In merito allo spazio, la CNSA ha cercato di collaborare con i Paesi occidentali, in particolar modo nelle operazioni sulla Stazione spaziale internazionale, ma la collaborazione è stata rifiutata dagli Stati Uniti. Tra il 2011 e il 2013 il Congresso ha emanato alcuni provvedimenti per proibire ogni rapporto di cooperazione aerospaziale, con la motivazione di non voler fare conoscere ai cinesi la tecnologia statunitense.

La Cina non ha potuto partecipare alle missioni sulla Stazione spaziale internazionale, perché la Nasa è uno dei partner, e ha perciò deciso di costruire una sua stazione, la Tiangong, il cui primo modulo è stato messo in orbita nel 2021. Il completamento è previsto per la fine del 2023, ma la stazione già ospita astronauti.

La stazione cinese (credi Shujianyang)
La stazione spaziale cinese (credit Shujianyang)

L’opposizione degli Stati Uniti limita anche le possibilità di cooperazione con altri Paesi, che rischierebbero di mettere in discussione il loro rapporto con Washington se condividessero tecnologie aerospaziali con Pechino. L’Italia, in particolare, nel 2019 ha rinunciato a un accordo per la costruzione di un modulo della stazione Tiangong.

Progetti futuri e rapporti internazionali

La Cina oggi dispone di quattro spazioporti per i lanci orbitali, di razzi potenti e di tecnologie all’avanguardia. Anche le ambizioni sono forti. Le autorità di Pechino, pur senza rendere pubblici programmi dettagliati, hanno dichiarato di voler far arrivare degli astronauti sulla Luna e installarvi una base permanente.

In prospettiva futura, i cinesi pensano persino a una missione umana su Marte. Hanno inoltre avviato programmi per l’esplorazione dello spazio profondo e per lo studio di nuove tecnologie, tra le quali la costruzione di una centrale capace di immagazzinare energia solare nello spazio e portarla sulla Terra.
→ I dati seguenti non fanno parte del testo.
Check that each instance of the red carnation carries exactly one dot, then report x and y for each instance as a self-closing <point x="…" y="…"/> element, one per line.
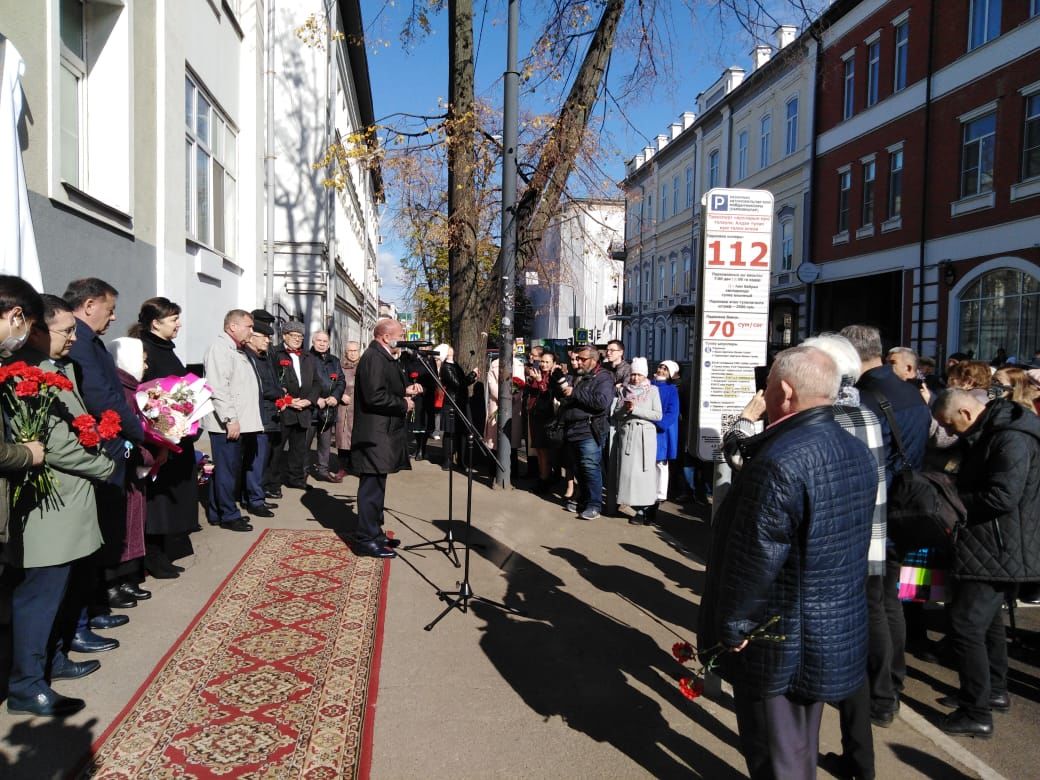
<point x="27" y="389"/>
<point x="110" y="424"/>
<point x="692" y="687"/>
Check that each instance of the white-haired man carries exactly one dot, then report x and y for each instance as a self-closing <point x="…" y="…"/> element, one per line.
<point x="790" y="541"/>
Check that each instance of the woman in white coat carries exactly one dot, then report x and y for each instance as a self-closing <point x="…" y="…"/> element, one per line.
<point x="638" y="409"/>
Il lanciatore Lunga Marcia 5
Il lanciatore Lunga Marcia 5

Non è possibile prevedere se e quando la Cina sarà in grado di realizzare i suoi progetti. È però sicuro che i piani cinesi sono simili a quelli degli Stati Uniti, che di recente hanno avviato, in cooperazione con altri Paesi, il programma Artemis per portare di nuovo l’uomo sulla Luna. Si è perciò sviluppata una competizione, che sembra quasi una riedizione, sia pure con molte differenze, della corsa allo spazio degli anni ’60.

Il “controllo” dello spazio, del resto, può avere grande importanza economica e militare, soprattutto per le potenzialità dei satelliti artificiali. Inoltre, se in futuro sarà possibile sfruttare le risorse della Luna o di altri corpi celesti, il confronto potrebbe diventare ancora più aspro, anche perché gli attuali trattati di diritto aerospaziale non stabiliscono regole precise per tutte le questioni politiche che possono sorgere.